Looking for CGI hacks

Checking your logs on a specific date

If possible, start by trying to determine when the hack occurred. This can often be determined by noting the modification date of any files which have been modified by the hacker. Usually, they will all share a common modification time. If that time can be determined, check the logs for that day and time to see what was requested or posted to your site.

Careful examination of your log files often reveals exactly how your site was hacked. Every request and post to your site is logged and the log files can not be changed by the user, so the record of the attack is preserved provided that the exploit was discovered within the 30 days or so which are recorded in the logs.

Checking all of your logs

If the original time can not be ascertained, the log files can be scanned en masse although it's more difficult to uncover the evidence of the intrusion. You can run the following command on your web server after you log in via SSH:

[server]$ gunzip -c ~/logs/* | gawk '{a[$7]++}END{for (i in a) {print a[i]"\t"i}}' | sort -n | more

This returns a report of all requests to your site from all available logs sorted in ascending order. Since the majority of requests should (hopefully) be legitimate, it's easiest to start by looking at the top of the report — the least frequent requests — for evidence of the exploit:

It's not uncommon to see many requests which should not be there, as this is the nature of a website since it is publicly accessible. These requests do not, in and of themselves, indicate a breach, but should be investigated to see if the request successfully revealed a vulnerability.

Looking for world-writable directories

World-writable directories allow file writing by any user on the machine, and these directories can be mass-scanned. It's recommended that you perform this step anytime you suspect a breach.

Even if you're sure you didn't make any permission mistakes, some less security-aware software vendors or plugin developers often use system commands or language-native permission-management functions to make some directories (usually ones used for caching and temporary files, session files, and so on) to ease installation and management.

To scan for directories with world-writable permissions, use the UNIX find tool. Run this command via SSH in your domain’s web directory.

This command searches all folders below the folder in which you run it:

[server]$ find . -type d -perm -o=w

If no results are displayed, then no folders are world-writable.

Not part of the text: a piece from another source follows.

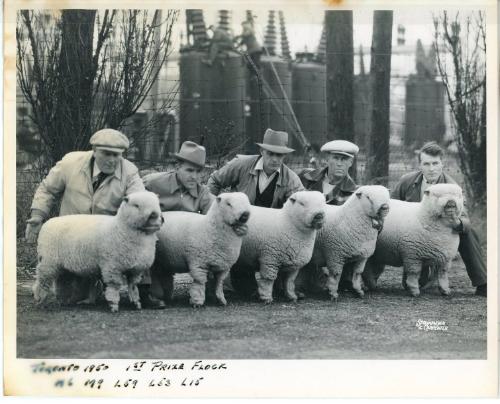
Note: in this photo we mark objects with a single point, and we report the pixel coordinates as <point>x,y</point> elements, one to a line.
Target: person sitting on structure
<point>221,41</point>
<point>247,38</point>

Fixing world-writable directories

You can mass-change all your world-writable directories permission with the UNIX find tool. Run this command via SSH:

[server]$ find . -type d -perm -o=w -print -exec chmod 770 {} \;

When you run this command in your web directory, the following happens:

  • All directories that have 777 permissions are found.
  • Those directories with 777 permissions are changed to 770.
  • Other directories are not touched.

It's always better to enumerate all the world-writable directories and then deciding the proper permissions. Some folders require special attention.